目次
1.札的駅
同じく田園地帯の中に次の札的駅(さってきえき)が待っている。
この駅は戦後の1960年に開業、当初より旅客のみの取り扱い駅だった。
国道275号から左に曲がったところにある踏切が出入口。
まずは古ぼけたモルタルの待合室を鑑賞。
待合室への入り口はホームに面しているものだけ、というのはちょっと珍しい。
ホームの反対側は防雪林。
ホームの舗装は今まで巡った札沼線の駅の中では一番綺麗かもしれない。
待合室には荷物置き場も。
さて、この隣の駅は浦臼町の中心部にある浦臼駅だが、こちらも訪問したことがあるので、今回は立ち寄らず。
2.札的駅と近隣の歴史
札的駅の位置する住所は札的内。北海道は多い「ナイ」(アイヌ語で小さな川の意味を表す)が、なぜか駅名をつけるときに削除されてしまった。

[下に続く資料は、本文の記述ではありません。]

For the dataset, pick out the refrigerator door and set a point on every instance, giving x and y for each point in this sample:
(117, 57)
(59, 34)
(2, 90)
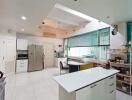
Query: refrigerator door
(35, 58)
(39, 57)
(31, 55)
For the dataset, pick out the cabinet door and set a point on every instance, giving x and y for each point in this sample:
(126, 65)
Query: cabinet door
(92, 92)
(84, 94)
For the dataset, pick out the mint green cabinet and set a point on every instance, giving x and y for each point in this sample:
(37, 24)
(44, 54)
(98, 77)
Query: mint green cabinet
(104, 36)
(95, 38)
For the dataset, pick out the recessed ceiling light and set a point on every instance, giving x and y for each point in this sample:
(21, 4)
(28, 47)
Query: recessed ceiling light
(23, 18)
(22, 29)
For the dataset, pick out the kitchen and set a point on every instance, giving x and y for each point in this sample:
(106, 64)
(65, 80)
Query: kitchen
(66, 51)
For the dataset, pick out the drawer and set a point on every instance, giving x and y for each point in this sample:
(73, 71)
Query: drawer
(111, 83)
(111, 95)
(21, 69)
(111, 79)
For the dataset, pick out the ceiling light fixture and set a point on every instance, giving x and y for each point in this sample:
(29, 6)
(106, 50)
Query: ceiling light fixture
(23, 18)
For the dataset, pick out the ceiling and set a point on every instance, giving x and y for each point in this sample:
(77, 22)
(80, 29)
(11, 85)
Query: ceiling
(109, 11)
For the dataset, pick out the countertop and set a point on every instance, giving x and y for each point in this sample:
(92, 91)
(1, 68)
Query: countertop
(74, 81)
(75, 63)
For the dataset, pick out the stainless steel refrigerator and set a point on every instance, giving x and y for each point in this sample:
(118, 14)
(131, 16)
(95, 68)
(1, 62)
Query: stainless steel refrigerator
(36, 58)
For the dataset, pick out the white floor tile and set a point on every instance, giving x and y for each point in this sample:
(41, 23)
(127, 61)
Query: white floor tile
(38, 86)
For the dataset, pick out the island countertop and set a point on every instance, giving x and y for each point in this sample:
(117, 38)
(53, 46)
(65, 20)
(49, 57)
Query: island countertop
(77, 80)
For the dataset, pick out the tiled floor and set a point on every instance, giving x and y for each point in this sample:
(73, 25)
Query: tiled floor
(38, 86)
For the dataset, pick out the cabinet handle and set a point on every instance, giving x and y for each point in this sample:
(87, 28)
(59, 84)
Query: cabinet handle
(94, 86)
(111, 84)
(112, 77)
(112, 91)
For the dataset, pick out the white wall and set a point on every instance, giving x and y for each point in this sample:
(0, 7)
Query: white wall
(116, 41)
(10, 46)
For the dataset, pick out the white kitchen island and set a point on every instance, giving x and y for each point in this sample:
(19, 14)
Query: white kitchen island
(91, 84)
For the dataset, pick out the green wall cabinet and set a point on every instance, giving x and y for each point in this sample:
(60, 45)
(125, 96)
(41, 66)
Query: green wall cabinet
(95, 38)
(104, 36)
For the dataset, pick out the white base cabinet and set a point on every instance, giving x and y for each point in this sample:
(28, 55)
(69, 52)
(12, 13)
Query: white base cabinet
(101, 90)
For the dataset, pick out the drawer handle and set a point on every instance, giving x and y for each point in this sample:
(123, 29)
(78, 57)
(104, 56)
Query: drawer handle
(112, 77)
(93, 86)
(112, 91)
(111, 84)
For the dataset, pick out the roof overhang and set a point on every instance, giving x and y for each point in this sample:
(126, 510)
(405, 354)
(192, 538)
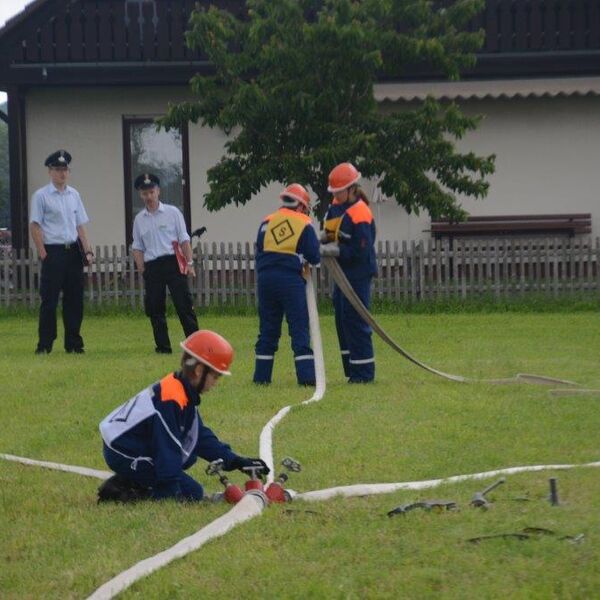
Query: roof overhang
(484, 89)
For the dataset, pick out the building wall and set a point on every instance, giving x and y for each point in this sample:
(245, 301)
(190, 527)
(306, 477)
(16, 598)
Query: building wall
(547, 152)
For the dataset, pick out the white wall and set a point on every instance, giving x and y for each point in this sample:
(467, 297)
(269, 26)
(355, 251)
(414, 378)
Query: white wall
(547, 154)
(88, 123)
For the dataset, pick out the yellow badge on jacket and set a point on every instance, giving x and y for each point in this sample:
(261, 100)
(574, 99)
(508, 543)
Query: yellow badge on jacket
(283, 231)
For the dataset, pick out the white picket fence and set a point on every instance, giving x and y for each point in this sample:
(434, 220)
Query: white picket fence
(407, 271)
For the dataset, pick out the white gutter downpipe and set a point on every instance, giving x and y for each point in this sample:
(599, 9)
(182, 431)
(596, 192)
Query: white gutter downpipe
(251, 505)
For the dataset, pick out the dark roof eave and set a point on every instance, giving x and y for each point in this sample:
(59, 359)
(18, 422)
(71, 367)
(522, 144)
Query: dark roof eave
(489, 66)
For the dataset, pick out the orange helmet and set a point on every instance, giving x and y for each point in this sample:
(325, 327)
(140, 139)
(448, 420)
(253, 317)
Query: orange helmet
(210, 349)
(342, 177)
(296, 192)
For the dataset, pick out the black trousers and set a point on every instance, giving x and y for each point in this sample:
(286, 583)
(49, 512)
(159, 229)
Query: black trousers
(160, 274)
(62, 271)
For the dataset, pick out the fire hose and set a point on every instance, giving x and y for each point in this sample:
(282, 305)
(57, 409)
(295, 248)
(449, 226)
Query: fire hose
(266, 435)
(340, 279)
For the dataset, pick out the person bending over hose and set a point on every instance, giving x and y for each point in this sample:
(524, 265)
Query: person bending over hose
(349, 233)
(150, 440)
(285, 244)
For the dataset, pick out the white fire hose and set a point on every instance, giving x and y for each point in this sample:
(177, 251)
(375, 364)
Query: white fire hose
(251, 505)
(340, 279)
(266, 435)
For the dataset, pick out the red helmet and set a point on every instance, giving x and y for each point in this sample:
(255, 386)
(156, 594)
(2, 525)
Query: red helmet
(296, 192)
(342, 177)
(210, 349)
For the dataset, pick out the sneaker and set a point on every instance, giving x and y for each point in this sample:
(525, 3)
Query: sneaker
(120, 489)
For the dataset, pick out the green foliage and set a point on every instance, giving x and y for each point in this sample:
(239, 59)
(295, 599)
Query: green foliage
(293, 86)
(409, 425)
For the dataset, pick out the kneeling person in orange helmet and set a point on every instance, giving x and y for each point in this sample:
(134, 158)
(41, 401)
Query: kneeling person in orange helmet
(150, 440)
(349, 224)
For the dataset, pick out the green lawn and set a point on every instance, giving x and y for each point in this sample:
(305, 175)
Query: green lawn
(410, 425)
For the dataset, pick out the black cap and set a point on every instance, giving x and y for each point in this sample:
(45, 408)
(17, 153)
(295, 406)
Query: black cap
(146, 181)
(60, 158)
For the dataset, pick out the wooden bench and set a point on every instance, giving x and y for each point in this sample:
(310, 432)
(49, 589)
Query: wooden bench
(514, 225)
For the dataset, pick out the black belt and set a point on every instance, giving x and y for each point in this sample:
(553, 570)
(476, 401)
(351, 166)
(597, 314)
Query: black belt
(66, 246)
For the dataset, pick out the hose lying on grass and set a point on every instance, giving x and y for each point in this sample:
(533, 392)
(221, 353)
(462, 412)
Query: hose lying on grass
(266, 435)
(341, 281)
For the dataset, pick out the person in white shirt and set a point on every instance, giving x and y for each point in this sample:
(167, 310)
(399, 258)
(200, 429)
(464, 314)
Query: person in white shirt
(155, 229)
(57, 227)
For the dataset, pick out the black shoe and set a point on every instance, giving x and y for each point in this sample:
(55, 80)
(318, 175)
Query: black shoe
(119, 489)
(163, 350)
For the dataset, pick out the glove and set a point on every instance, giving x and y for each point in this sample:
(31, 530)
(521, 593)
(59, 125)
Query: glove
(330, 250)
(241, 461)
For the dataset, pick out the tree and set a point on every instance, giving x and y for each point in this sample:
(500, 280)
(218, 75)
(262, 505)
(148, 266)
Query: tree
(293, 86)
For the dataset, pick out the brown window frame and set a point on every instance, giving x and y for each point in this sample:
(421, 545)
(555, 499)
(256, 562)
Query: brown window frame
(185, 157)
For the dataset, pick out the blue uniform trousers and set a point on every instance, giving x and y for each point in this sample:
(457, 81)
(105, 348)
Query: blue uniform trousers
(283, 292)
(354, 334)
(144, 474)
(62, 270)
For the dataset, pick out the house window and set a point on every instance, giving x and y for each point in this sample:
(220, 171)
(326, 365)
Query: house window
(164, 153)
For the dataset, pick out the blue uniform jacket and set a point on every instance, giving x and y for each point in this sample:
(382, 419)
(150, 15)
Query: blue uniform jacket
(356, 237)
(285, 240)
(175, 402)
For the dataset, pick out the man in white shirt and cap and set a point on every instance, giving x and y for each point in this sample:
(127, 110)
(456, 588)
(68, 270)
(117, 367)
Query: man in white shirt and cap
(57, 227)
(157, 229)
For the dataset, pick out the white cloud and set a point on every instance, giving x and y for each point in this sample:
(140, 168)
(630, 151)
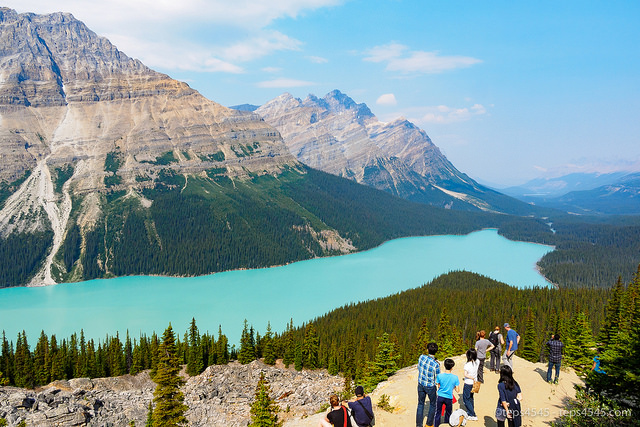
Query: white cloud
(284, 83)
(399, 58)
(200, 35)
(260, 45)
(442, 114)
(238, 13)
(387, 99)
(317, 59)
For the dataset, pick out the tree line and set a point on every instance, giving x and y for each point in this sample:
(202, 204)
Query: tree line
(448, 310)
(367, 342)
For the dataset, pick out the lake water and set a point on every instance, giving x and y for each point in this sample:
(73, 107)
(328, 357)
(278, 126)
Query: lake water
(302, 290)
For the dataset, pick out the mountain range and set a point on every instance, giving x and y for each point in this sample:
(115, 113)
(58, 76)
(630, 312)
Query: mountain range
(110, 168)
(616, 193)
(339, 136)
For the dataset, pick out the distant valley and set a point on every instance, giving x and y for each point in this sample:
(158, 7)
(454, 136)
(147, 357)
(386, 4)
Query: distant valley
(584, 194)
(110, 168)
(339, 136)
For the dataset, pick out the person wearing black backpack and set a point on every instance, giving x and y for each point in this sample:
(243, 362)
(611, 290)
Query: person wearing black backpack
(496, 338)
(362, 409)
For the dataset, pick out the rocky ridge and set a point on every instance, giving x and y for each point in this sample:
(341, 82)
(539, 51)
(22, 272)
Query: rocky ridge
(221, 395)
(71, 102)
(339, 136)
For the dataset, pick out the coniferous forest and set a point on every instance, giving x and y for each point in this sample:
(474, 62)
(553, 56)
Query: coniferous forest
(210, 224)
(368, 341)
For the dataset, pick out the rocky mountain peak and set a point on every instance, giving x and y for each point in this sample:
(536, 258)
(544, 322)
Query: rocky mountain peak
(76, 110)
(337, 102)
(339, 136)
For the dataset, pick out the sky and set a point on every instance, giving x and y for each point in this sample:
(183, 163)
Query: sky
(509, 91)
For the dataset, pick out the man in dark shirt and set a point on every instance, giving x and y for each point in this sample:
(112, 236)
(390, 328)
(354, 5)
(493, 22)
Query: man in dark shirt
(555, 356)
(362, 408)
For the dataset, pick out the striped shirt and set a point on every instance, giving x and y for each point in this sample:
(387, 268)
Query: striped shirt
(555, 350)
(428, 368)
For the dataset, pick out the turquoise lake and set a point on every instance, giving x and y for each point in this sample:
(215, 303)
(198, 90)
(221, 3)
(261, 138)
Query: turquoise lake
(302, 290)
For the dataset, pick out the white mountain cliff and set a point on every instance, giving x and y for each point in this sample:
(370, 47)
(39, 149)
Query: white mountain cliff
(71, 103)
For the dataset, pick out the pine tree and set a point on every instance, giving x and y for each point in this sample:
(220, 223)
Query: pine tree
(222, 348)
(310, 347)
(298, 361)
(290, 347)
(333, 366)
(530, 345)
(264, 410)
(611, 323)
(6, 359)
(169, 401)
(40, 356)
(269, 346)
(194, 358)
(580, 343)
(149, 421)
(128, 354)
(247, 352)
(384, 365)
(445, 338)
(420, 345)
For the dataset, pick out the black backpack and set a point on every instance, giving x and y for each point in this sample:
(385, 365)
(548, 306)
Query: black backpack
(493, 338)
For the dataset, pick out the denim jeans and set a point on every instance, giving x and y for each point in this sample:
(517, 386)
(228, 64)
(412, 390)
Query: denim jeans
(423, 392)
(448, 404)
(467, 398)
(495, 359)
(551, 365)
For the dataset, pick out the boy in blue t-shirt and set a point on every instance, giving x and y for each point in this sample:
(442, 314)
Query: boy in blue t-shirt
(446, 382)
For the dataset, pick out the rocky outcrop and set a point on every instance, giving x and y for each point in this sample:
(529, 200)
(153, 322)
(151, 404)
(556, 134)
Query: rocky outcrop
(339, 136)
(221, 395)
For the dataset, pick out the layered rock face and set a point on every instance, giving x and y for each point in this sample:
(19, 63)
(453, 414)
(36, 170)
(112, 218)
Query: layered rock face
(78, 117)
(221, 395)
(344, 138)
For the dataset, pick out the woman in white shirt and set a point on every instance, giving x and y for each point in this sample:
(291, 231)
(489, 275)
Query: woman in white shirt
(470, 375)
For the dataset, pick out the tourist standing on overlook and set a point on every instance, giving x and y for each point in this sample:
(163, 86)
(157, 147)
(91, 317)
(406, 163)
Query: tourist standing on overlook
(555, 356)
(482, 346)
(362, 408)
(470, 375)
(510, 395)
(428, 369)
(496, 338)
(447, 383)
(513, 339)
(338, 416)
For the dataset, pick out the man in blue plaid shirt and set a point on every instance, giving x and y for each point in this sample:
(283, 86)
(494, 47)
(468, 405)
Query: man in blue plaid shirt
(555, 356)
(428, 369)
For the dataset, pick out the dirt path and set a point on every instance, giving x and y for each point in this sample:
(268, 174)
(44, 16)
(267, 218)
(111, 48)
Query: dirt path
(542, 402)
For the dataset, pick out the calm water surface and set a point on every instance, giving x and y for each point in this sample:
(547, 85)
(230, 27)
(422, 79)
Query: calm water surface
(301, 291)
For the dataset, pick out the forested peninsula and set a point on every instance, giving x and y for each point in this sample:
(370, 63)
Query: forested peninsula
(368, 341)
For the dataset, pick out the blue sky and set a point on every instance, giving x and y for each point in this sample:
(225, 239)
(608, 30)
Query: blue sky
(508, 90)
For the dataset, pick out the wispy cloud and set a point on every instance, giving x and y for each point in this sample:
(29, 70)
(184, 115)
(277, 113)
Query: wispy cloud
(399, 58)
(264, 43)
(317, 59)
(284, 83)
(440, 114)
(387, 99)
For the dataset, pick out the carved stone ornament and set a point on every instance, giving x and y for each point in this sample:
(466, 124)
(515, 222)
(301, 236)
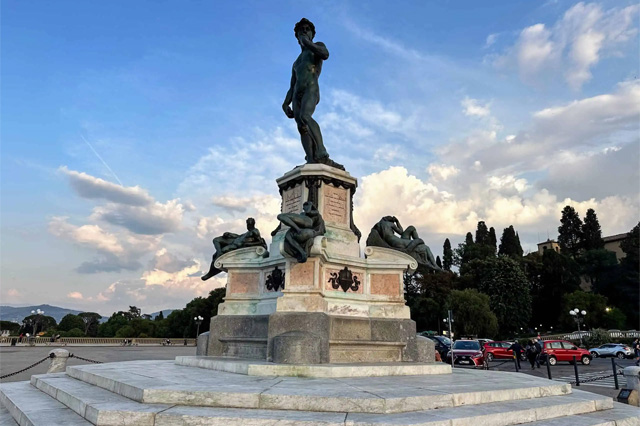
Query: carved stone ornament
(345, 280)
(275, 280)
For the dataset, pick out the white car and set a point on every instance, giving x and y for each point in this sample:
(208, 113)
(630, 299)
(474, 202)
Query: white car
(618, 350)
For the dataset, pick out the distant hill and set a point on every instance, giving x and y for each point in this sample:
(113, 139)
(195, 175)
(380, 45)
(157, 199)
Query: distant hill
(17, 314)
(165, 313)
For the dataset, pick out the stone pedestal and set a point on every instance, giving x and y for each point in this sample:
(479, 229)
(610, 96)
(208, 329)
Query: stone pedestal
(337, 307)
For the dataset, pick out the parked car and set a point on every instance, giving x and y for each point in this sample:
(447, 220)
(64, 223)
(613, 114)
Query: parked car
(466, 352)
(618, 350)
(443, 343)
(561, 350)
(500, 350)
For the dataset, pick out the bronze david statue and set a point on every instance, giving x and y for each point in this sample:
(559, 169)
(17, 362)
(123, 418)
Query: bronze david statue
(304, 93)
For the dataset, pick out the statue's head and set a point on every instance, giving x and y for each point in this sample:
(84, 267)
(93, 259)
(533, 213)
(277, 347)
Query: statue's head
(308, 207)
(303, 26)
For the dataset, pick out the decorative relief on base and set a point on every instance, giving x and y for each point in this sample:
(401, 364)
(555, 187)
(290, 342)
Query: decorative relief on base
(275, 280)
(242, 283)
(345, 279)
(385, 284)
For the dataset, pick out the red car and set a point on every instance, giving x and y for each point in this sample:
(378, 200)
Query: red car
(562, 350)
(500, 350)
(466, 352)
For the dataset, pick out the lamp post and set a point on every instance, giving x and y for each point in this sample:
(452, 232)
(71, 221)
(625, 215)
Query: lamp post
(448, 321)
(36, 321)
(578, 316)
(198, 321)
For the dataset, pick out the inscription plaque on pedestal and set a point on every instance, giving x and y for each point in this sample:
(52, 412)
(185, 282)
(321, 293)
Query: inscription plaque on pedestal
(335, 204)
(292, 200)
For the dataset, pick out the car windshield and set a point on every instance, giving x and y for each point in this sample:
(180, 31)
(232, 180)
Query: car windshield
(466, 344)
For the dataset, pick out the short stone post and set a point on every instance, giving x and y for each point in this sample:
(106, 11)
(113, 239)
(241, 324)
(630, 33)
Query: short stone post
(59, 358)
(632, 375)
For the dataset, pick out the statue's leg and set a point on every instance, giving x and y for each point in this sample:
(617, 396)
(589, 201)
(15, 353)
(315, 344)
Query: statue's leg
(213, 271)
(303, 129)
(307, 108)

札的内は樺戸道路開通後、明治26年(1893年)高知出身の武市安哉が開拓を始める。
彼はキリスト教徒であったことから聖園農場という名をつけて、この地の中心となっていく。また、児童教育のため教会堂を小学校に兼用させることとした。
これが聖園小学校、現在の浦臼小学校となる。
しかし、順調に見えた開拓も束の間、武市が所用で向かった故郷高知からの帰りの船中で急死してしまう。
その後にやって来たのが坂本直寛。 かの有名な坂本龍馬の姉夫婦の次男、つまり甥にあたる人物である。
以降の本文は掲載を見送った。